The latest USDA World Supply and Demand Estimates report (WASDE) did not contain any dramatic revisions to the livestock picture but it continues to highlight one key fact: US meat supplies are expanding across the board, thus helping contain price inflation for the entire category.
In this last update USDA revised beef production marginally lower by 25 million pounds, mostly reflecting the impact of slower than expected slaughter in the first few months of the year.
In January USDA projected 2016 beef production to increase by 3.8 per cent and the inventory numbers published at the end of January did little to change that projection.
Indeed, one can argue that the USDA production estimate already is quite aggressive and implies higher placements in the spring and heavier weights for much of the year.
On feed supplies at the start of the year were only modestly higher than the previous year but the supply of feeder cattle outside of feedlots is at the highest point since 2011.
Timing of placements will be key. So far feedlots have struggled with margins and hedging opportunities. USDA will likely wait and see how placements develop over the spring before making any significant adjustments to the beef supply outlook for the second half of the year.
The revision to pork and chicken outlook was more significant, especially for chicken. Pork production for 2016 was raised by 70 million pounds and chicken production was increased by 74 million pounds.

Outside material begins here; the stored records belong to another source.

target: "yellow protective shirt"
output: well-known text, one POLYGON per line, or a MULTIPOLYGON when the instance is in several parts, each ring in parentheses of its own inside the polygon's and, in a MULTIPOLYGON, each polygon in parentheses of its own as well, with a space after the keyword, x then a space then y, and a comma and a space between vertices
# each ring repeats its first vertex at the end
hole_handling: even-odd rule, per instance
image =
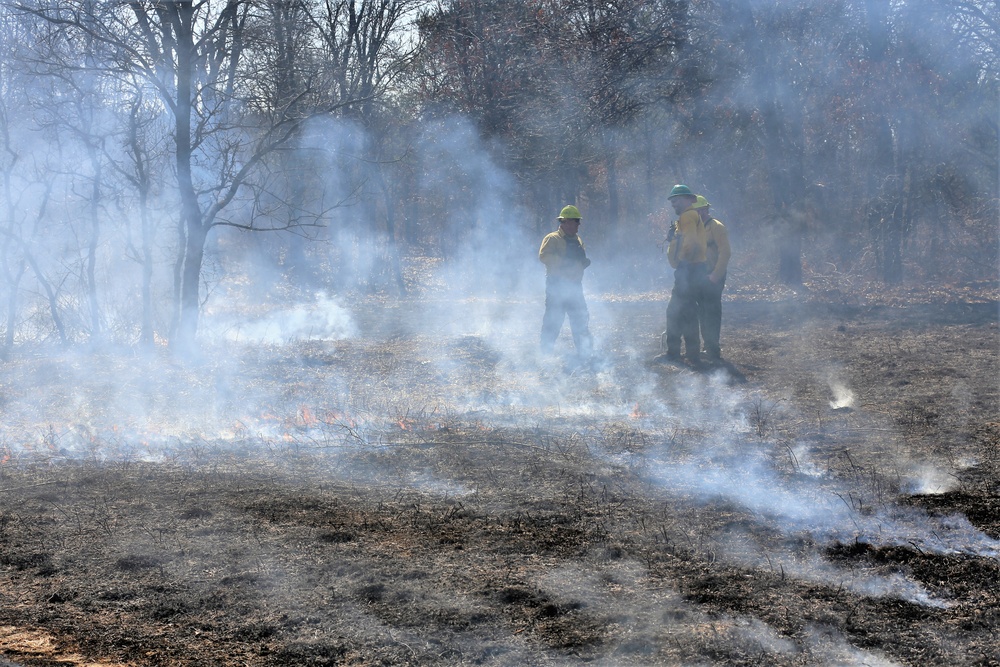
POLYGON ((707 256, 707 239, 705 225, 702 224, 697 209, 685 209, 680 219, 674 223, 674 229, 677 232, 667 246, 667 261, 670 266, 676 269, 681 262, 704 262, 707 256))
POLYGON ((729 247, 729 232, 721 221, 709 218, 705 223, 706 237, 706 263, 708 264, 709 279, 718 282, 726 275, 729 267, 729 258, 733 252, 729 247))
POLYGON ((582 282, 583 270, 590 266, 587 248, 580 235, 569 236, 561 229, 542 239, 538 259, 545 265, 546 275, 573 282, 582 282), (577 243, 578 248, 574 247, 577 243))

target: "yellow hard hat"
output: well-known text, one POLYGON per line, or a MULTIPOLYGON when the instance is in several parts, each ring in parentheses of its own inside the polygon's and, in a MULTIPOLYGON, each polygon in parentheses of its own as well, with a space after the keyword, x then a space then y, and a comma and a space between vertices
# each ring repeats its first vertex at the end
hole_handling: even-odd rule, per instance
POLYGON ((581 220, 583 216, 580 215, 580 210, 573 205, 563 206, 563 210, 559 211, 560 220, 581 220))
POLYGON ((708 208, 709 206, 711 206, 711 204, 709 204, 708 200, 701 195, 695 195, 694 203, 691 204, 691 208, 708 208))

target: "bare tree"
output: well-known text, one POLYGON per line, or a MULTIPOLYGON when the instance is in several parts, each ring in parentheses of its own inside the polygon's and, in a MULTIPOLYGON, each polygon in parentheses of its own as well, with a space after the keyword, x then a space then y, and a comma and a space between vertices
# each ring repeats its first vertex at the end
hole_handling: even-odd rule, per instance
POLYGON ((38 0, 19 8, 100 45, 107 60, 94 63, 95 73, 141 78, 171 118, 179 209, 171 345, 192 345, 208 235, 218 225, 256 228, 252 219, 222 214, 244 191, 252 198, 259 167, 302 122, 289 110, 307 91, 271 100, 274 106, 255 104, 252 86, 240 77, 248 57, 248 0, 38 0))
MULTIPOLYGON (((45 236, 42 232, 55 175, 47 168, 49 151, 44 148, 29 150, 23 145, 25 131, 40 129, 30 117, 29 91, 33 88, 33 80, 23 66, 23 49, 30 43, 31 36, 7 13, 2 16, 0 29, 3 31, 0 38, 3 49, 0 58, 0 198, 3 201, 0 208, 0 270, 7 289, 3 345, 6 358, 18 329, 22 291, 29 294, 36 289, 34 285, 25 285, 28 269, 37 289, 44 295, 58 340, 66 344, 68 335, 59 304, 58 285, 49 279, 36 253, 38 240, 45 236)), ((47 244, 43 241, 41 245, 47 244)))

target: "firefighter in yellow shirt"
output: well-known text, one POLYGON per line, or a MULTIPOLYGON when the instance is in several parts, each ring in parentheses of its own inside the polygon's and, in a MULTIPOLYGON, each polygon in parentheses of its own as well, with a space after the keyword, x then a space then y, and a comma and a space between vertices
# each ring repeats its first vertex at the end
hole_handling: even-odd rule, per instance
POLYGON ((577 235, 582 216, 576 206, 559 212, 559 229, 542 239, 538 259, 545 265, 545 315, 542 317, 541 349, 551 354, 563 320, 569 316, 577 355, 589 360, 593 353, 590 313, 583 298, 583 272, 590 266, 587 249, 577 235))
POLYGON ((674 287, 667 304, 667 330, 663 334, 666 353, 658 359, 677 361, 684 355, 691 362, 701 359, 698 335, 698 303, 708 278, 705 225, 694 204, 697 198, 686 185, 675 185, 670 203, 679 218, 670 229, 667 261, 674 269, 674 287))
POLYGON ((726 269, 729 267, 732 250, 726 226, 712 217, 708 211, 709 206, 708 200, 698 195, 693 207, 705 224, 705 266, 708 269, 708 281, 704 284, 698 304, 698 322, 708 358, 718 361, 722 358, 722 348, 719 345, 722 331, 722 290, 726 286, 726 269))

The downward revision to chicken exports (-85 MM) was also very significant.
In the past we have highlighted pork exports as a key driver for the market in 2016. USDA did not make any changes to the pork export picture and still expects only modest growth of about 184 million pounds (+3.7 per cent).
It also important to note that USDA also expects pork imports (which is mostly Canada) to decline 10 per cent in 2016.
Chicken production and availability is expected to be up 2.5 per cent and 2.4 per cent, respectively.
Total beef, pork, chicken and turkey domestic supply availability in 2016 is now projected at 85.346 billion pounds, 1.8 per cent higher than what it was in 2015.
And when/if some wonder why prices are down so much, consider that in 2016 the domestic market will need to absorb 5.6 BILLION pounds more of red meat and poultry than in 2014 (+7 per cent).